Hoy el Patronato para la Preservación del Centro Histórico de la Ciudad de Mérida, Yucatán, A.C. cumple 22 años de vida. Dos décadas y un poco más dedicadas a cuidar, defender y darle voz al espacio que más amamos: nuestro Centro Histórico.
Hablamos del segundo centro histórico más grande del país, solo después del de la Ciudad de México. Con una extensión de aproximadamente 8.795 km², este sitio tan emblemático tiene una característica única: es un centro de uso mixto. Aquí conviven familias en sus casas de antaño con negocios de comida, talleres, hoteles, tiendas y todo tipo de actividades. Esa mezcla lo hace vibrante, lleno de historias, recuerdos, tradiciones… y sí, a veces también un poco caótico, pero justamente en esa diversidad se encuentra su encanto.
Durante estos 22 años, dentro del Patronato hemos aprendido que el Centro Histórico nunca se deja comprender del todo: cambia, se transforma, late. Hemos podido conocer sus diferentes caras y fachadas, nos hemos acercado a sus barrios y vecinos, a sus mercados y locatarios, a sus transeúntes y residentes…
Nuestra labor se refleja en proyectos y campañas que buscan no solo embellecer, sino también cuidar y sensibilizar:
- Centro Histórico Vivo, que documenta y promueve la vida cultural que florece en estas calles.
- Pinta tu Fachada, un programa que ha permitido el renacer muchas de las fachadas históricas que nos rodean.
- La campaña híbrida de Céntrate en lo Limpio y el programa Actitud Positiva, que invitan a mantener nuestro espacio común limpio y digno, porque el cuidado del patrimonio empieza desde lo cotidiano.
- Núcleo Vivo, que busca la revitalización de ciertos espacios estratégicos de gran tránsito ubicados en el corazón del centro.

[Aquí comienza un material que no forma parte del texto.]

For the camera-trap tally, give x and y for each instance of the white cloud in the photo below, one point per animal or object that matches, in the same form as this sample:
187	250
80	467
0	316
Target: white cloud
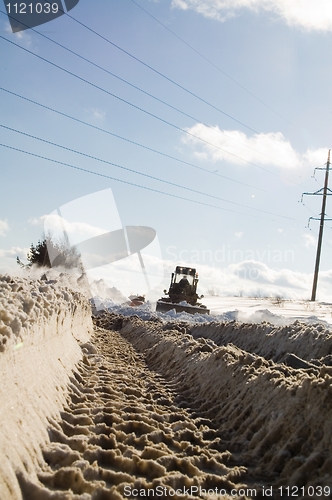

El Centro Histórico fue, es y seguirá siendo nuestro campo de acción y también nuestro hogar. En estos 22 años hemos tejido alianzas con instituciones, universidades y organismos de la sociedad civil, porque solo en conjunto podemos lograr que este patrimonio viva, crezca y se preserve para las generaciones futuras, porque el patrimonio histórico de la ciudad no se limita a los sitios más emblemáticos que lo componen, también involucra cada recuerdo, experiencia y sonrisa de las personas que transitan en el y convierten estas calles en pieza esencial de su vida cotidiana.
Hoy celebramos con entusiasmo el camino recorrido, agradeciendo a quienes han sido parte de esta historia y reafirmando nuestro compromiso: seguir trabajando en pro de la recuperación, preservación y difusión del Centro Histórico de Mérida, porque este espacio, sin importar el paso de los años, vive en cada uno de nosotros.